6. Une arme à double tranchant

Lorsqu’elle est utilisée sans nuance, la Batna sera probablement mal perçue par l’autre partie qui aura pour réflexe de se cabrer. Inversement, il ne faut pas se laisser désarçonner si l’on met en doute la solidité de vos arguments. Soyez préparé à l’idée qu’on tentera de décrédibiliser votre Batna. Si vous montrez de la nervosité ou de l’irritation, votre interlocuteur saura que vous êtes en position de faiblesse. Par contre, si vous répondez avec aplomb et de manière réfléchie, vous augmentez les chances d’atteindre vos objectifs. La négociation fait partie de notre quotidien. Que ce soit dans un contexte privé ou professionnel, nous sommes tous amenés à prendre des positions et à défendre notre point de vue. Pourtant, de nombreuses négociations échouent ou laissent les participants insatisfaits. Vouloir passer en force est une stratégie dangereuse.
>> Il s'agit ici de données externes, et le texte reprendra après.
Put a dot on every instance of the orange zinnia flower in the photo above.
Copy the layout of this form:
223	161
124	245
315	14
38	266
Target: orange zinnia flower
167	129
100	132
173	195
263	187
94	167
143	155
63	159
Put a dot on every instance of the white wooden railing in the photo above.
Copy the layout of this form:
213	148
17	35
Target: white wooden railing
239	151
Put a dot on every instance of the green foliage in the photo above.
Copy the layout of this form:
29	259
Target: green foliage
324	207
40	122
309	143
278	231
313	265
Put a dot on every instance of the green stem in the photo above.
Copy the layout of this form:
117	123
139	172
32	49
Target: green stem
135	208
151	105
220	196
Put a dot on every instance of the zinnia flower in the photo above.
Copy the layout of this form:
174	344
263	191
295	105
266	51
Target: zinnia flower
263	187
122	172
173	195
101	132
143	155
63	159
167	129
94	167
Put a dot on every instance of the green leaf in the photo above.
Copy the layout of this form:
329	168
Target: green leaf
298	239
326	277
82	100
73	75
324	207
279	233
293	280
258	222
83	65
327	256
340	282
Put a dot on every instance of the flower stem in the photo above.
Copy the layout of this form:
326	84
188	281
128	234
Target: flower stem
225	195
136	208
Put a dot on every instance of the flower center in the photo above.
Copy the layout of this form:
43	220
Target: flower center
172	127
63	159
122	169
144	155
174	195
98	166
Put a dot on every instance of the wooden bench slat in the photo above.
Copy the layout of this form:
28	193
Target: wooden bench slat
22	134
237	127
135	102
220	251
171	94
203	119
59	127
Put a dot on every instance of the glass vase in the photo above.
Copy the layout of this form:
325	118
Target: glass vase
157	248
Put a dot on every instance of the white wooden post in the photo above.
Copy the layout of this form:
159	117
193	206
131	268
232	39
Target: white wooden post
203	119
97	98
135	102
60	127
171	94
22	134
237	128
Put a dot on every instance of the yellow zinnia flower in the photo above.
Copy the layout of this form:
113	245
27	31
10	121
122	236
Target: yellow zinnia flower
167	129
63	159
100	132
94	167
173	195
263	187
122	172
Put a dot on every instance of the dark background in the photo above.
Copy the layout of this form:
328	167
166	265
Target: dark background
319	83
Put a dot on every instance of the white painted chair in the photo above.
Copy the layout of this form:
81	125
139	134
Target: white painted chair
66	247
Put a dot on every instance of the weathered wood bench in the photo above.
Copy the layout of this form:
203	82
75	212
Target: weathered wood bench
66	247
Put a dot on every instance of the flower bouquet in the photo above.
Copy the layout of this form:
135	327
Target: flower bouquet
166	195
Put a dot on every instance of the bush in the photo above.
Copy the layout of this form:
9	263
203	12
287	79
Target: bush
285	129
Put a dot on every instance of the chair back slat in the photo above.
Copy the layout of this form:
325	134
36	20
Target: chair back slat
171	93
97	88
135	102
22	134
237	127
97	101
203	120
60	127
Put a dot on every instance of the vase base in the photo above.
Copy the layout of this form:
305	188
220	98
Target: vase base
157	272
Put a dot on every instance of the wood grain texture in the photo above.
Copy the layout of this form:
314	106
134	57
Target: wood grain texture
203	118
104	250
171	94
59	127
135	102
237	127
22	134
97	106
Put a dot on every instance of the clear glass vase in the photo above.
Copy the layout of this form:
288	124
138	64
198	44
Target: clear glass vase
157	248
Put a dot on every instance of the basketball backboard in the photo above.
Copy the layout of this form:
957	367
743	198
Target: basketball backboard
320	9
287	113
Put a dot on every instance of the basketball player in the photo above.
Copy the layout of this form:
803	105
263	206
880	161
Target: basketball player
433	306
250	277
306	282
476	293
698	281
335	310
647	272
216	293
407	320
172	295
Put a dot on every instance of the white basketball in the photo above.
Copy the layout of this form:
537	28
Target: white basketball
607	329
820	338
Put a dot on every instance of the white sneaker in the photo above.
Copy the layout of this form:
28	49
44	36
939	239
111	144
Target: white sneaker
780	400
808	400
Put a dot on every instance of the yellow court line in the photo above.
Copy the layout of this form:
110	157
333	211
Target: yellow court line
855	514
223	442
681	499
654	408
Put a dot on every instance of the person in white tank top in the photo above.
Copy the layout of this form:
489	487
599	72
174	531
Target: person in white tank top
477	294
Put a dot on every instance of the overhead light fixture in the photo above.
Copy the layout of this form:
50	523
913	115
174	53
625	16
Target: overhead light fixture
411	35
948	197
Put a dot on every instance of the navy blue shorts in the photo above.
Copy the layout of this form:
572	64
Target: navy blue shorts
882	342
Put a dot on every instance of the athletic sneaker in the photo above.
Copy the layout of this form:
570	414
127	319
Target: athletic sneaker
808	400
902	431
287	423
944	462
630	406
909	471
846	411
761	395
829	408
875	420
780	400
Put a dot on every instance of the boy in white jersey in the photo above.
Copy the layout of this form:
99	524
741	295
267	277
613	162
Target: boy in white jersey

Pour « gagner » votre négociation, il faut privilégier l’écoute, le respect mutuel et une bonne préparation.

1) Batna est l’acronyme de Best Alternative To a Negotiated Agreement. En français : Mesore pour Meilleure Solution de Rechange.

(2) Le livre Getting to Yes par Robert Fisher et William Ury, publié en 1981, est l’ouvrage de référence pour la méthode de négociation dite de Harvard ou intégrative.